Now, keeping this intimidating criterion in mind, please consider what happened during the appeal proceedings. The main target of the lawyers for the appellants was naturally the "confessional statements" as these were the main planks of the prosecution case.
Mr Mahmood Alam Rizvi, advocate, representing one of the appellants, reportedly referred to the confessional statements of his client Shakir and the other co-accused and "emphasised that one thing common in all such statements... was that their (the appellants') signatures were obtained first on blank-papers and the contents of the confession were written afterwards. This, he said, was evident from the manner in which the contents were written in a zigzag manner."
"How could the magistrate and the investigation officer commit such a big mistake?" an obviously surprised Justice Ataur Rehman is reported to have asked. "Perhaps it was the Almighty's way of helping the innocent," was Mr Rizvi's reply.
There indeed seems no earthly explanation for this brazen blunder which, as the final verdict suggests, must have knocked the bottom out of the prosecution case and led to the acquittal verdict. Unless the Sindh government now goes in appeal before the Supreme Court, justice will be deemed to have been done to the accused. They, and their party, can now avail the legal remedies, such as they are in our system, against their tormentors. Given good faith and tolerance by all sides, the political wounds should also heal.
But who will account to the nation for the murder of Hakim Sahib? As with the media, there is deathly silence in the corridors of power. No official comment, no indication that an appeal will be filed; not even the customary statement that a decision on this will be taken after the detailed judgement is released. It is as if nothing of import has happened. Or, as with the Supreme Court's judgement against two judges, the government seems to be pretending that it has no concern with whatever happened.

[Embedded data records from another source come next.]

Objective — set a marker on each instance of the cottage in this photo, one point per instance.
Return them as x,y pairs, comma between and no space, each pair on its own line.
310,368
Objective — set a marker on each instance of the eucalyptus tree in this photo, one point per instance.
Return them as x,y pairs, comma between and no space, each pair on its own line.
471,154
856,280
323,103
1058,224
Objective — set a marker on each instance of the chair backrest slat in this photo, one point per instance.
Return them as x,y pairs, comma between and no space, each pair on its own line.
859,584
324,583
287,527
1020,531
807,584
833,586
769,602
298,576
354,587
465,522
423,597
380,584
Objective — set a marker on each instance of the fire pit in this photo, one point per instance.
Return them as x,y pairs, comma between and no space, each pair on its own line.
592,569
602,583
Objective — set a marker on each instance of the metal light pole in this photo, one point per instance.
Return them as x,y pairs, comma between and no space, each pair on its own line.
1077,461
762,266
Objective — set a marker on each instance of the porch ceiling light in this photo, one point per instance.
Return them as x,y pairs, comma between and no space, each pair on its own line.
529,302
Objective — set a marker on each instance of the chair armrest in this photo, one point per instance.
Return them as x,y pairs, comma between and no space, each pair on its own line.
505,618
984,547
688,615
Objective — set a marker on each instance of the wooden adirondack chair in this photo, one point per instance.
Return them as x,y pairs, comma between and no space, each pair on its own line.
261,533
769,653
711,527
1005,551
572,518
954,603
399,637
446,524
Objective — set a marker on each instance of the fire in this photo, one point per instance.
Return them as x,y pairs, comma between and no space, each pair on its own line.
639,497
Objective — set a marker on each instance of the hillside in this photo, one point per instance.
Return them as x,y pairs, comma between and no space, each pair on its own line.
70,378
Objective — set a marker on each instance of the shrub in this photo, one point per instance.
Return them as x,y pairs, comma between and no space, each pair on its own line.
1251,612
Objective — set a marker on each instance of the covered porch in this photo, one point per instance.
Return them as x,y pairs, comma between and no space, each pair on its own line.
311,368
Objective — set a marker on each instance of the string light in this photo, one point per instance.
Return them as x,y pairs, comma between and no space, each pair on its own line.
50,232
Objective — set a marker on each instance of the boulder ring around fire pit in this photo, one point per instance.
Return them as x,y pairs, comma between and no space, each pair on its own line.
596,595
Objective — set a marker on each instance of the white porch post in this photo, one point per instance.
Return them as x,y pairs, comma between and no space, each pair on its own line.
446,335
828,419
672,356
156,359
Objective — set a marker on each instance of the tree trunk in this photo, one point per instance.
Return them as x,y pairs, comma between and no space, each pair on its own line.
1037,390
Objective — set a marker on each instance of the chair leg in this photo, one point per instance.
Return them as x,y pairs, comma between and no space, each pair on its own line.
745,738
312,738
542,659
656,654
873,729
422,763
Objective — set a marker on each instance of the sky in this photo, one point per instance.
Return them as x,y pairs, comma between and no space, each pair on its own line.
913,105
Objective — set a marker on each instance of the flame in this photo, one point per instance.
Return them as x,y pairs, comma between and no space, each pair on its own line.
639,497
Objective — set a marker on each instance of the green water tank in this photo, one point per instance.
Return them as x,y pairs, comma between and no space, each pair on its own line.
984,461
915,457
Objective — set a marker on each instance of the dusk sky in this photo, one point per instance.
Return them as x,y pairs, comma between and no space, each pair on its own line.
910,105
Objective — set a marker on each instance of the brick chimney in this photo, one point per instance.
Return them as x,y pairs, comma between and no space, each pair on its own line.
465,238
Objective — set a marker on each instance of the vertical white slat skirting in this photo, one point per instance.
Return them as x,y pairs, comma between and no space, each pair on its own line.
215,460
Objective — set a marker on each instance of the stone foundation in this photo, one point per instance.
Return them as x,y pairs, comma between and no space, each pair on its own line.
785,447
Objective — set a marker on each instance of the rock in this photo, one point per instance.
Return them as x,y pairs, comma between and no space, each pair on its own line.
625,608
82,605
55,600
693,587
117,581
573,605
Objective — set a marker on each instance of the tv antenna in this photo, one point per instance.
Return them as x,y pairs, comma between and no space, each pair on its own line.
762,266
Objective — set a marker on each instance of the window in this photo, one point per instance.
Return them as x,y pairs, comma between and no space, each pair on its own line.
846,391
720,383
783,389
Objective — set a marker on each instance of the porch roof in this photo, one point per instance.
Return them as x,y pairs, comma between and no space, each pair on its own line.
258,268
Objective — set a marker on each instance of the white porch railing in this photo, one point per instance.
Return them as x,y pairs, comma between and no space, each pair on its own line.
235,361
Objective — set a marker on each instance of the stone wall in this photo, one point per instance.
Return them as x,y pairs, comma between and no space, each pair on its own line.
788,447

This obviously is not so. As in the case of the tainted judges, the ball is squarely in the government's court. Those who had "investigated" Hakim Sahib's case and made the arrests were then lionised by Nawaz Sharif and given special promotions. If an appeal is not filed against the acquittal verdict, then the least that must be done is to call these officials to account for their sins of omission and commission.

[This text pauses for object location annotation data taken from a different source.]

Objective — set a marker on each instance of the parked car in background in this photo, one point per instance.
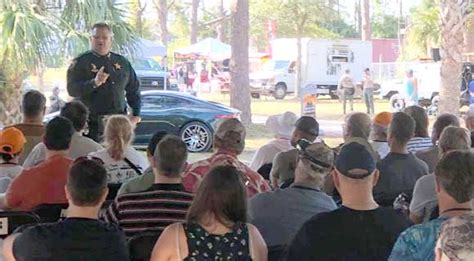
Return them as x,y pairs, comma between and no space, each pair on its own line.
323,63
151,75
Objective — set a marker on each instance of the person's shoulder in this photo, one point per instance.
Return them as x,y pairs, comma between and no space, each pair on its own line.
419,161
84,56
99,154
264,197
39,232
425,180
88,141
286,155
422,231
324,217
391,216
119,57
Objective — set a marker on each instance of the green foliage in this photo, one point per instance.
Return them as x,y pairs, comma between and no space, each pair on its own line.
304,18
78,16
32,35
27,37
423,30
384,26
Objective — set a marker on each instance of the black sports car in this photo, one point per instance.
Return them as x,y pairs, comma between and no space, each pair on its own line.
184,115
189,117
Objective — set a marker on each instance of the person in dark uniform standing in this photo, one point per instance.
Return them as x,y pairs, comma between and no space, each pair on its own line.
102,80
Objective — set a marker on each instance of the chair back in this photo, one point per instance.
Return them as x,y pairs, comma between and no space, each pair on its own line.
113,190
11,220
51,212
140,246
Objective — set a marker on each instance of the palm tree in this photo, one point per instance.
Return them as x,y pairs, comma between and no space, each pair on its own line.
240,93
424,28
25,42
454,14
366,28
194,23
33,32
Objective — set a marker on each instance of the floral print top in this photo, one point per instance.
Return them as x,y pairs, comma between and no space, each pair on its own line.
196,172
233,245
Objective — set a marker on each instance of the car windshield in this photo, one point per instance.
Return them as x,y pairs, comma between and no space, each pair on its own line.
146,65
276,65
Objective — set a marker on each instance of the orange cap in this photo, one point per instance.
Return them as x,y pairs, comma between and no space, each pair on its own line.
11,141
383,119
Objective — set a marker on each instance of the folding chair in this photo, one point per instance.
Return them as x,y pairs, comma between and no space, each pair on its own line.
51,212
11,220
140,246
113,190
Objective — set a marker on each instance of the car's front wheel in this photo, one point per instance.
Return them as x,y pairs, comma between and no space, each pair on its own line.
197,136
280,91
397,103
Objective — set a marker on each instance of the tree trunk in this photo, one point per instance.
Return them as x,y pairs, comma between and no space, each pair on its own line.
220,26
366,28
138,10
452,40
239,90
162,9
10,97
469,37
194,27
299,76
358,15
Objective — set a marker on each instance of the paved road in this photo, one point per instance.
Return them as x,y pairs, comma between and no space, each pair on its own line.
329,128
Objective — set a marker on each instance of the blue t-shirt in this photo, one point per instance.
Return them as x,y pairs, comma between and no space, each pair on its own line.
417,242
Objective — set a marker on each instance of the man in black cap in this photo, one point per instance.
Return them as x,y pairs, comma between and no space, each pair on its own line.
102,80
284,163
360,229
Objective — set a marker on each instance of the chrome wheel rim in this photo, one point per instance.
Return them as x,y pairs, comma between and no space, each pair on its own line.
196,138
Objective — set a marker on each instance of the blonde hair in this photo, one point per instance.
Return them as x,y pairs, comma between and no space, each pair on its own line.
118,135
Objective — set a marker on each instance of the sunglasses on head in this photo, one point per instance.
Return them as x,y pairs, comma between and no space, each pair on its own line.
302,145
84,158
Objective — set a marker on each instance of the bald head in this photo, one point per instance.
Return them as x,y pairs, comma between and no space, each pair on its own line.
357,125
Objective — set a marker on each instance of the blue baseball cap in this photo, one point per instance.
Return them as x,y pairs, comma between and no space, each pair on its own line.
355,156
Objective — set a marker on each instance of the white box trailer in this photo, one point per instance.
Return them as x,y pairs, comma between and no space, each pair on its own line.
323,63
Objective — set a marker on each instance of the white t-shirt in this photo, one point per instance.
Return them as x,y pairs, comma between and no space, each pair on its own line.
80,146
120,171
7,173
267,152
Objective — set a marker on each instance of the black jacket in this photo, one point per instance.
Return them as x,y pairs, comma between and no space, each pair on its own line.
109,98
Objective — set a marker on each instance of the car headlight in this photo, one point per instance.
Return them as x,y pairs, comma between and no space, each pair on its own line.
270,81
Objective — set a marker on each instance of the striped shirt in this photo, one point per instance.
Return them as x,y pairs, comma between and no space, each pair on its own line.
152,210
419,143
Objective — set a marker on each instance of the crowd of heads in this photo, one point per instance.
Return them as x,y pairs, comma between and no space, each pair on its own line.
222,194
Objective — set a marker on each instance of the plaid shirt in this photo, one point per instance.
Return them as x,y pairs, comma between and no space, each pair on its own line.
196,172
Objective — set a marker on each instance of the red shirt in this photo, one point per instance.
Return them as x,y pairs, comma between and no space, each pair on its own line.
196,172
41,184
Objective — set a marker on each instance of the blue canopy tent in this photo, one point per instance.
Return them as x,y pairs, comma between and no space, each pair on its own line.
147,48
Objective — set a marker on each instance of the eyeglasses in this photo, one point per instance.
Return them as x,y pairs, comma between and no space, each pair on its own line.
84,158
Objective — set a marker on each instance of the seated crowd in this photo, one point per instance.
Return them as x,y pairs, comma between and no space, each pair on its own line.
389,192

Doing so is essential not just because Hakim Sahib was a national treasure, Pakistan personified, and if his murder cannot be avenged how can the lesser mortals feel secure? How can they have faith in the rule of law, the state and the ideal behind it?

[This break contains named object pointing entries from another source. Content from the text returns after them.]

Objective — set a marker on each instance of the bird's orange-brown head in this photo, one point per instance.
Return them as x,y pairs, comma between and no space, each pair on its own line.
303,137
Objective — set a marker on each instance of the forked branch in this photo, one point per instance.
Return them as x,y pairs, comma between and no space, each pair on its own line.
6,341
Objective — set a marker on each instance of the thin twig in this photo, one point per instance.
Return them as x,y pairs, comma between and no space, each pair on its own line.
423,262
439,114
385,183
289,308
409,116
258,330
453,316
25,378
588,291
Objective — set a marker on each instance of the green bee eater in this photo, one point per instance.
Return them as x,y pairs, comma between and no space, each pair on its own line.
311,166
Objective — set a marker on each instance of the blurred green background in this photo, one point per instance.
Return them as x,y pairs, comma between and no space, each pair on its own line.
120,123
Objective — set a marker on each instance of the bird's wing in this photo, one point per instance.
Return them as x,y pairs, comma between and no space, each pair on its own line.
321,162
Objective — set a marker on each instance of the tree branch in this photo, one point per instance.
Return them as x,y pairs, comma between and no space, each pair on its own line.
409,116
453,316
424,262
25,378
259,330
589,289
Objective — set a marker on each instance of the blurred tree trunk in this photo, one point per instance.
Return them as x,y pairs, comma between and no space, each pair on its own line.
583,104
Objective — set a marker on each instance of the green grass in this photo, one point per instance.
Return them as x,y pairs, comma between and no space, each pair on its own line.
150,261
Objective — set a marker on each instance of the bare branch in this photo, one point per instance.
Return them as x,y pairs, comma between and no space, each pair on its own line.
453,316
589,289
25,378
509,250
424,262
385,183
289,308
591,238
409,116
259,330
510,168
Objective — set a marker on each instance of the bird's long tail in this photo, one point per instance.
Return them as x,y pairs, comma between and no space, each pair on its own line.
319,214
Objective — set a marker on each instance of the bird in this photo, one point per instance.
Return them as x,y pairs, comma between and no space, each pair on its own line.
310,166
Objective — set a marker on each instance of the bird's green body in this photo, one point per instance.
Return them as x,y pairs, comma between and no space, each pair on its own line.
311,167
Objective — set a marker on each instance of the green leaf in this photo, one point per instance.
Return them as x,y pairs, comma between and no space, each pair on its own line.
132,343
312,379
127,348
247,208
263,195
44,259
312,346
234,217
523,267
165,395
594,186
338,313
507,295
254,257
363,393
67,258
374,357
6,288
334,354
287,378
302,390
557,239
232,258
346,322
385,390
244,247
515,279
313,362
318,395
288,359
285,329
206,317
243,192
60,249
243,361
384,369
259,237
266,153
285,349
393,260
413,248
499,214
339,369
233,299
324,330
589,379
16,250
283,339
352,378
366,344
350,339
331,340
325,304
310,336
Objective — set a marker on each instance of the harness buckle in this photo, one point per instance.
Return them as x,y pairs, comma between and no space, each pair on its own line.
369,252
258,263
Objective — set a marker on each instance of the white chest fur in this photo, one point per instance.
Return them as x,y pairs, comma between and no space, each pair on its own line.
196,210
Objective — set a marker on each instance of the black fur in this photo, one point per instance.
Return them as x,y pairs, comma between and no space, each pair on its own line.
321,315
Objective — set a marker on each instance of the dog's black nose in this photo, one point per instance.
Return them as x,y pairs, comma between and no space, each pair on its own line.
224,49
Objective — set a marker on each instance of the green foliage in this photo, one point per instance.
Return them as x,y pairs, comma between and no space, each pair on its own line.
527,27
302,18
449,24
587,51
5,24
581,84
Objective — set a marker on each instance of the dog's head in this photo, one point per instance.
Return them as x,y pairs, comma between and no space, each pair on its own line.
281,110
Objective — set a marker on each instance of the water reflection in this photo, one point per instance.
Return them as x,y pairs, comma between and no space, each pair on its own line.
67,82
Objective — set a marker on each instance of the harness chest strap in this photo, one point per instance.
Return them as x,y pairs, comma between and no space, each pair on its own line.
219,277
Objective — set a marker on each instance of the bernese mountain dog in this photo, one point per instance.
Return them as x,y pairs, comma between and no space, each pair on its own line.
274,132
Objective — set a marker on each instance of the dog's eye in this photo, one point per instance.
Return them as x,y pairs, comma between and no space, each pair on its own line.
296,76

Accountability of the 'investigators' is vital also because 'getting away with murder' has become an all too common a reality. The embarrassment caused to the country when the convicted killers of the Iranian director of Khana-e-Farhang, Multan, were acquitted by the Supreme Court due to investigative incompetence is another case in point. While these are high-profile cases, shoddy investigation leads every day to countless cutthroats getting off scot-free.
This rot has to be stemmed. And we owe it to the revered memory of Hakim Sahib that a beginning is made with his case. There must be reinvestigation and the murderers brought to book. Otherwise, the wound will fester and, like the unexplained murder of Liaquat Ali Khan, poison the national body politic. The truth must out. But will it?